La estructura sinuosa por la cual circulan las vacas de Grandin –quien ha descrito su forma de pensar como netamente visual- es bastante semejante a los tambores y rodillos de las viejas cámaras cinematográficas y los cassettes de video. Kevorkian, grababa a sus pacientes en video como testimonio legal de un “suicidio asistido”.  Claro que, en la era digital, ya no sabemos si realmente Grandin o Kevorkian son películas. De hecho, es muy probable que ambos sean metáforas de una forma de hacer cine que ya murió, una forma en que se debía “rodar” una escena para que esta fuera percibida. Y si hay algo que todos hicimos en la era  del el petróleo fácil fue, como dice la ranchera, rodar y rodar.

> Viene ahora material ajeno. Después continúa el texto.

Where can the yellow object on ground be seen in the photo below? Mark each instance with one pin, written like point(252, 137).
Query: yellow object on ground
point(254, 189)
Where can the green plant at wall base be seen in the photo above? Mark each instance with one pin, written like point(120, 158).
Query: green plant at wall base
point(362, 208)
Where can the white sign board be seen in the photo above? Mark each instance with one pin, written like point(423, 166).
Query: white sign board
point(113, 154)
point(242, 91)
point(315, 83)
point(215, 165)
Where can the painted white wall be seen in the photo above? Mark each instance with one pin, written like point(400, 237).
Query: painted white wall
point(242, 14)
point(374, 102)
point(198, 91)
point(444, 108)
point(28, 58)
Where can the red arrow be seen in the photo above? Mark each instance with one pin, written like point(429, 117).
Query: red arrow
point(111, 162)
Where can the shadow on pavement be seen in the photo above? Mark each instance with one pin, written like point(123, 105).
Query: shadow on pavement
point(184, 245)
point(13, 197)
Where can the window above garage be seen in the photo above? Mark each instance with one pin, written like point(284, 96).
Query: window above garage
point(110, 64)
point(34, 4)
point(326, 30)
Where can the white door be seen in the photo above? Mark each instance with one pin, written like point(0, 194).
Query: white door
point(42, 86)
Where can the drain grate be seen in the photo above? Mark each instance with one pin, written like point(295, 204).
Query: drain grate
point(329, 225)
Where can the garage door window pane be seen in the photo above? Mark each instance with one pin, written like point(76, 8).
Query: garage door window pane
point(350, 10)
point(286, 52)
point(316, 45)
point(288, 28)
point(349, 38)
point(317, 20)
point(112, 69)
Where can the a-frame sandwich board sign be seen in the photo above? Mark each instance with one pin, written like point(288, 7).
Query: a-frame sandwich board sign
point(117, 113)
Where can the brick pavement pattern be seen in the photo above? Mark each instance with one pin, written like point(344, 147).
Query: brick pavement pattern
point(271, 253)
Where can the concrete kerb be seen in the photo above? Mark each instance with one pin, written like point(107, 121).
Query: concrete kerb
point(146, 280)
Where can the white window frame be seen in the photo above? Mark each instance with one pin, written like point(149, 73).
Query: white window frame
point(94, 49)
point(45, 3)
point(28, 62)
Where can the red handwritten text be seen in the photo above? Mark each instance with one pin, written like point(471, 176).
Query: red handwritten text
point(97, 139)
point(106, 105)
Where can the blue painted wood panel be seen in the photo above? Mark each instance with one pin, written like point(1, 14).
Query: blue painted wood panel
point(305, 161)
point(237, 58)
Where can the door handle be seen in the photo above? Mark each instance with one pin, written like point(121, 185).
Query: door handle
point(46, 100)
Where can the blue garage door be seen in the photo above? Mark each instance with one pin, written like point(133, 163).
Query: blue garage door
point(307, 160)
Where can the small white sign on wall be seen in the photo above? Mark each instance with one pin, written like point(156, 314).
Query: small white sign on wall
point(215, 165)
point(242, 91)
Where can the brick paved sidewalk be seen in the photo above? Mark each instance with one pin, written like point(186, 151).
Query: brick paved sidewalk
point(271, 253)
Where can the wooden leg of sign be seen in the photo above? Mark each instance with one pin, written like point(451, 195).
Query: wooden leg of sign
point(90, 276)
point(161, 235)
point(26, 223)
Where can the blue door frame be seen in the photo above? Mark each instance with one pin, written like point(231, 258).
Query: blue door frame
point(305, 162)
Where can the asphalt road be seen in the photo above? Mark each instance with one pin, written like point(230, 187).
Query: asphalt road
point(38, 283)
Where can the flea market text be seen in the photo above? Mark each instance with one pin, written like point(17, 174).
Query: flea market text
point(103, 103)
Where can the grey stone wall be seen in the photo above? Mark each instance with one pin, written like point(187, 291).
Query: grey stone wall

 Quien haya visto los premios Oscar de ése mismo año, que los compare con los Emmy y sabrá a qué me refiero: con el auge de las pantallas planas, la tecnología móvil e Internet, el cine a la antigua, una vez más, se hará pasar por muerto para sobrevivir quién sabe cuándo. Lo cierto es que ahora vivimos en una especie de sprawl digital, aún cuando las autopistas y las novelas que conducen a ninguna parte hayan dejado de existir hace tiempo.





Nuestro caso, por otro lado, es un caso perdido. Desde que algún Ché dijera que “se puede matar a los hombres pero no a sus ideas”, nos convencimos de que el gran negocio no era  la inmortalidad, sino cualquier cosa que uno quisiera siempre y cuando estuviese ubicada en la inmortalidad de modo tal que pudiese facilitar el desplazamiento difuso y gregario de los millones de enunciados, opiniones e ideas que en la actualidad transitan por doquier. Algo así como un puesto de vigilancia que también sirve de quiosco, es decir, el negocio del siglo.